# Module 9 - Programming Assignment

## Directions

1. Change the name of this file to be your JHED id as in `jsmith299.ipynb`. Because sure you use your JHED ID (it's made out of your name and not your student id which is just letters and numbers).
2. Make sure the notebook you submit is cleanly and fully executed. I do not grade unexecuted notebooks.
3. Submit your notebook back in Blackboard where you downloaded this file.

*Provide the output **exactly** as requested*

## Naive Bayes Classifier

For this assignment you will be implementing and evaluating a Naive Bayes Classifier with the same data from last week:

http://archive.ics.uci.edu/ml/datasets/Mushroom

(You should have downloaded it).

<div style="background: lemonchiffon; margin:20px; padding: 20px;">
    <strong>Important</strong>
    <p>
        No Pandas. The only acceptable libraries in this class are those contained in the `environment.yml`. No OOP, either. You can used Dicts, NamedTuples, etc. as your abstract data type (ADT) for the the tree and nodes.
    </p>
</div>


You'll first need to calculate all of the necessary probabilities using a `train` function. A flag will control whether or not you use "+1 Smoothing" or not. You'll then need to have a `classify` function that takes your probabilities, a List of instances (possibly a list of 1) and returns a List of Tuples. Each Tuple has the best class in the first position and a dict with a key for every possible class label and the associated *normalized* probability. For example, if we have given the `classify` function a list of 2 observations, we would get the following back:

```
[("e", {"e": 0.98, "p": 0.02}), ("p", {"e": 0.34, "p": 0.66})]
```

when calculating the error rate of your classifier, you should pick the class label with the highest probability; you can write a simple function that takes the Dict and returns that class label.

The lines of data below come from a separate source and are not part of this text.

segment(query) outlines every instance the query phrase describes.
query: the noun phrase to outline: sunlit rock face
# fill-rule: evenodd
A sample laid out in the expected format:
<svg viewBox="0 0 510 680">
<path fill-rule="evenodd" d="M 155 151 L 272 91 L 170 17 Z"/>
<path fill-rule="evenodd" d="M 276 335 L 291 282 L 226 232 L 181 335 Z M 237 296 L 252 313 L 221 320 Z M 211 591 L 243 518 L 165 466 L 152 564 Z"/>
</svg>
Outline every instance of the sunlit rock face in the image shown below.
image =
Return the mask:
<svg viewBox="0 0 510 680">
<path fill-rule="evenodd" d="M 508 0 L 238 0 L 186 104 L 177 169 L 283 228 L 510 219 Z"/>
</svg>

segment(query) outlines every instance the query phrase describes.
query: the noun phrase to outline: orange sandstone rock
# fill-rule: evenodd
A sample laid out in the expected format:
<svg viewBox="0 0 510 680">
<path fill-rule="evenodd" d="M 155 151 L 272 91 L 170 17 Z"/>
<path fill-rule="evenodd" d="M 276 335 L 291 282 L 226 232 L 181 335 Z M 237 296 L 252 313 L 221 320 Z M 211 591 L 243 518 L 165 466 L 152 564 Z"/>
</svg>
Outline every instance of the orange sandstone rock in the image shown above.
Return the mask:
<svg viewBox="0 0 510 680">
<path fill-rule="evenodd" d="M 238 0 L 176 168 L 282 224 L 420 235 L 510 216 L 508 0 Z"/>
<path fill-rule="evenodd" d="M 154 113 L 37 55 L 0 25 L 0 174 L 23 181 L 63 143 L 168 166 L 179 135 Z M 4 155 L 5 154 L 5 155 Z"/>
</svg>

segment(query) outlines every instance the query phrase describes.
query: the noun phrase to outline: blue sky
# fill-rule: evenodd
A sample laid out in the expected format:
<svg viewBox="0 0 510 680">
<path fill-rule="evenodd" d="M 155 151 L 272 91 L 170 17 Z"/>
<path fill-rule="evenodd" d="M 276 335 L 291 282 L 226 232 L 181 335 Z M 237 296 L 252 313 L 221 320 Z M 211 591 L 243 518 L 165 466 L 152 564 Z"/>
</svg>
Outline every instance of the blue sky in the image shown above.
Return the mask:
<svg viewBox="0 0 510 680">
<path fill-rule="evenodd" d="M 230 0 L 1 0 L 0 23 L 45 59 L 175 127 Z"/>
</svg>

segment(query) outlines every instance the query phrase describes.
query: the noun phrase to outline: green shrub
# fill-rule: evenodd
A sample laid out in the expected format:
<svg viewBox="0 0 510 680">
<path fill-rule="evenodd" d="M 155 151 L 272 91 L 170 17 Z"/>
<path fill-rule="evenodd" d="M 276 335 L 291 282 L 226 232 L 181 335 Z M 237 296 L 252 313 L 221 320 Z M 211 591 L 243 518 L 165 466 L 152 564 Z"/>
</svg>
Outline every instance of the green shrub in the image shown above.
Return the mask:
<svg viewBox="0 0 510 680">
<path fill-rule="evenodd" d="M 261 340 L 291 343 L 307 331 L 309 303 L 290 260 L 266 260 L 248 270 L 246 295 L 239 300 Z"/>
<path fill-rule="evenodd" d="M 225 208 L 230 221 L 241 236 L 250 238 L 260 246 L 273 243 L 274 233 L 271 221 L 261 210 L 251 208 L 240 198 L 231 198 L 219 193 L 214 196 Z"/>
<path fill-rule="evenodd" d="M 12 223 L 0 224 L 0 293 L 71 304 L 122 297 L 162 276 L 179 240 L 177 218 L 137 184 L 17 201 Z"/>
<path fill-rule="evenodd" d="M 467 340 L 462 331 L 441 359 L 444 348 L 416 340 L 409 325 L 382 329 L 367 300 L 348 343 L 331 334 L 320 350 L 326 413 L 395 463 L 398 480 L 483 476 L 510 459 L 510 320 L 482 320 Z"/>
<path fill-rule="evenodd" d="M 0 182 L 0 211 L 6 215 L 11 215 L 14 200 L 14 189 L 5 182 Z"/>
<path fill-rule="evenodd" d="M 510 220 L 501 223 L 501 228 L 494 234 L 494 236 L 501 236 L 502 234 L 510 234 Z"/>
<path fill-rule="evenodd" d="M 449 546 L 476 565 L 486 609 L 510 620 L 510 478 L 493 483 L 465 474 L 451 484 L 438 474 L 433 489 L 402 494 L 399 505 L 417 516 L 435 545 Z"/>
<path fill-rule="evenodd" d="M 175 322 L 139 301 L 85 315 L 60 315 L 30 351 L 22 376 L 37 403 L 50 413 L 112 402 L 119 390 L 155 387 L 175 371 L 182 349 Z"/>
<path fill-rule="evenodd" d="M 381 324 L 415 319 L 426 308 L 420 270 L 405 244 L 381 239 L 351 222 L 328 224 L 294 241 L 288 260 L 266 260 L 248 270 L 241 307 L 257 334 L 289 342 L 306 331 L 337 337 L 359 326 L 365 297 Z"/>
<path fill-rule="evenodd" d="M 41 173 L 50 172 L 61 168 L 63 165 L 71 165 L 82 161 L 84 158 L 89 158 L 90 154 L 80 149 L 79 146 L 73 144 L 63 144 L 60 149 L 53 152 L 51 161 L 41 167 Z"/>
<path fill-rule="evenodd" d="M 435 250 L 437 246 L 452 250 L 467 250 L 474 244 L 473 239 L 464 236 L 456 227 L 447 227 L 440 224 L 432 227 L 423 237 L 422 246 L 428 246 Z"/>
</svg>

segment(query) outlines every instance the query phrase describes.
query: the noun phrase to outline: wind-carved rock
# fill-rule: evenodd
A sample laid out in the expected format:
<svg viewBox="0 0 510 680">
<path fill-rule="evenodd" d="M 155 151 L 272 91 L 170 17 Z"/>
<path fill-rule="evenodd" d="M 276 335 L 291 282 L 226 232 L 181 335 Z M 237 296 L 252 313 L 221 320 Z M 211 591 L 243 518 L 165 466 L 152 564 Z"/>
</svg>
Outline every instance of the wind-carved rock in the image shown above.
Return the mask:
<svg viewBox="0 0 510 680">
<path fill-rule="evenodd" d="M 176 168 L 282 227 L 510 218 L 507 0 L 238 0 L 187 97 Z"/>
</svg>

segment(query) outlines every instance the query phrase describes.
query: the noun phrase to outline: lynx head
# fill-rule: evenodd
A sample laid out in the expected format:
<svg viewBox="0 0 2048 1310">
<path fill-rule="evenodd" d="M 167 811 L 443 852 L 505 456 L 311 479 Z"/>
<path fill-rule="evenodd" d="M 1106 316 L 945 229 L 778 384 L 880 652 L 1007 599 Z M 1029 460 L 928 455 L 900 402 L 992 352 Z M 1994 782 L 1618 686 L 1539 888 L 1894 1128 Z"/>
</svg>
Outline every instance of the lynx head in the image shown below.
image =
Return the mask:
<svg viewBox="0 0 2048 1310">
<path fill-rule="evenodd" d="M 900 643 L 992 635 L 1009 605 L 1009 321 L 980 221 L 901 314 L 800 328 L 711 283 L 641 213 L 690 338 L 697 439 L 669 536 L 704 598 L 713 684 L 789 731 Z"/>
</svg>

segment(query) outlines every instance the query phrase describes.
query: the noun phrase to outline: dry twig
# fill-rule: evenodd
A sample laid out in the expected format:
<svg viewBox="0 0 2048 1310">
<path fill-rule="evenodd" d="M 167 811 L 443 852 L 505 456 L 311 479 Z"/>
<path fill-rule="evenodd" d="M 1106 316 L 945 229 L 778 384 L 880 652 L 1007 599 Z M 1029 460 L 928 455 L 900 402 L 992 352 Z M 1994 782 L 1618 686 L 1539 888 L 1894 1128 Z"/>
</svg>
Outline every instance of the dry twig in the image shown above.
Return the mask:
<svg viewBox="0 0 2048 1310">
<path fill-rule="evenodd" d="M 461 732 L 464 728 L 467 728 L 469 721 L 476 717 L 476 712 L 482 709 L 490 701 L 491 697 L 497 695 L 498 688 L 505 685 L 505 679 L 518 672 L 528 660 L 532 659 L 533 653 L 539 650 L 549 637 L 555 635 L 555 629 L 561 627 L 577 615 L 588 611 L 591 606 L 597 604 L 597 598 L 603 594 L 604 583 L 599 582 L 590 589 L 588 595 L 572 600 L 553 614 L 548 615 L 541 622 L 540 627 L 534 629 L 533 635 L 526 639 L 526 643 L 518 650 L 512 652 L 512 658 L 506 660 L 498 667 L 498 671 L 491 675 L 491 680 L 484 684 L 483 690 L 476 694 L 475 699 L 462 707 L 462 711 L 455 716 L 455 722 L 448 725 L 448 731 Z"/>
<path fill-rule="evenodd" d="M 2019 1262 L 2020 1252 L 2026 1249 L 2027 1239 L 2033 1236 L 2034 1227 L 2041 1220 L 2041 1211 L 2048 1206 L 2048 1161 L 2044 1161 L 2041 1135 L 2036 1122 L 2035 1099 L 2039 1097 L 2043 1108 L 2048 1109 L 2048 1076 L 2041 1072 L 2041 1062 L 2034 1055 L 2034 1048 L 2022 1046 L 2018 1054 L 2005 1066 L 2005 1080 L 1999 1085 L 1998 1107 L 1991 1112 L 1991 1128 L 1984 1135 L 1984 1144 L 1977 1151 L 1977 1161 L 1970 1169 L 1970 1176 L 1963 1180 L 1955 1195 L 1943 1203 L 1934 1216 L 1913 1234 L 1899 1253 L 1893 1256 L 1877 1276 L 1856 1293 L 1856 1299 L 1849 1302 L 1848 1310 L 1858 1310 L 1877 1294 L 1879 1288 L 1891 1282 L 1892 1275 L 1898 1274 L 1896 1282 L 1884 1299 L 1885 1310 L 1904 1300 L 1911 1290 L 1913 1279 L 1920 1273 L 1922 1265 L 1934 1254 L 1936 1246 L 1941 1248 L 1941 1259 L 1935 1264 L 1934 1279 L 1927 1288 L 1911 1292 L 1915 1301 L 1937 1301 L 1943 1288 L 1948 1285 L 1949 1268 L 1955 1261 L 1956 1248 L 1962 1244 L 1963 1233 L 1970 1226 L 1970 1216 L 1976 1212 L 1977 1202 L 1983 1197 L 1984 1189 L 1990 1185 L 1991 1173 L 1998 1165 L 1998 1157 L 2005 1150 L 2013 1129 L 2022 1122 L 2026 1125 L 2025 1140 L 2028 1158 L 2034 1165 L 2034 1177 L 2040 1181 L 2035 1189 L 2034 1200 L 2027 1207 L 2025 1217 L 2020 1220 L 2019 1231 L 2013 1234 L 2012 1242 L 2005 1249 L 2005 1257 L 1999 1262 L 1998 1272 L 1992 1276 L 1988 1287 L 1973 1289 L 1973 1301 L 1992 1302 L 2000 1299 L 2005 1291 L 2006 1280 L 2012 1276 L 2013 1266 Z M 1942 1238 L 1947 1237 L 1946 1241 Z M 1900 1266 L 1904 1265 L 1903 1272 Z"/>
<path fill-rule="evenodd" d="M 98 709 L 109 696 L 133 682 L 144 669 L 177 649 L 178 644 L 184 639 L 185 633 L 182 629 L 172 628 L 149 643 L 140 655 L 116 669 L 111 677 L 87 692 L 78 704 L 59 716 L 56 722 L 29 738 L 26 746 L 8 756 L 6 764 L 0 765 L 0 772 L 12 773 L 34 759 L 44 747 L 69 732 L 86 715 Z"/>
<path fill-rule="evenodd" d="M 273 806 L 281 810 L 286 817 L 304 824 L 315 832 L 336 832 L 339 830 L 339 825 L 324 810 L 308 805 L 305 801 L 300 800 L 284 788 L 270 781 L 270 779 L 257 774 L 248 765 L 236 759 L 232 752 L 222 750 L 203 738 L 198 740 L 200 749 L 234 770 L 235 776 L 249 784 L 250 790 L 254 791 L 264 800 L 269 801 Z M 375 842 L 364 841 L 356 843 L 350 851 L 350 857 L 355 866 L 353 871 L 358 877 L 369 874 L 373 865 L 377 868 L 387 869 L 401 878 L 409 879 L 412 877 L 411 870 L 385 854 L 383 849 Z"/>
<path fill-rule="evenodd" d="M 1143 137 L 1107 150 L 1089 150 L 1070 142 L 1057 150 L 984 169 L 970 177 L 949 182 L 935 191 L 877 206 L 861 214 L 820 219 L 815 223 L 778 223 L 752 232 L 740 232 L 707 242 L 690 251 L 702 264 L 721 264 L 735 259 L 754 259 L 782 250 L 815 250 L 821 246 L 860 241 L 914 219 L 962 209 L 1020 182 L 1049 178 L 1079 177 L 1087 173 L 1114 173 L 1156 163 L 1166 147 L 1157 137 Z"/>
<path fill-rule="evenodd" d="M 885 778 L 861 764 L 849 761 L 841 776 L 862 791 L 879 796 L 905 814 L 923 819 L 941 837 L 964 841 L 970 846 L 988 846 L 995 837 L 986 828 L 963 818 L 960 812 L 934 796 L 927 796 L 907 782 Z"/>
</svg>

As a reminder, the Naive Bayes Classifier generates the *unnormalized* probabilities from the numerator of Bayes Rule:

$$P(C|A) \propto P(A|C)P(C)$$

where C is the class and A are the attributes (data). Since the normalizer of Bayes Rule is the *sum* of all possible numerators and you have to calculate them all, the normalizer is just the sum of the probabilities.

You will have the same basic functions as the last module's assignment and some of them can be reused or at least repurposed.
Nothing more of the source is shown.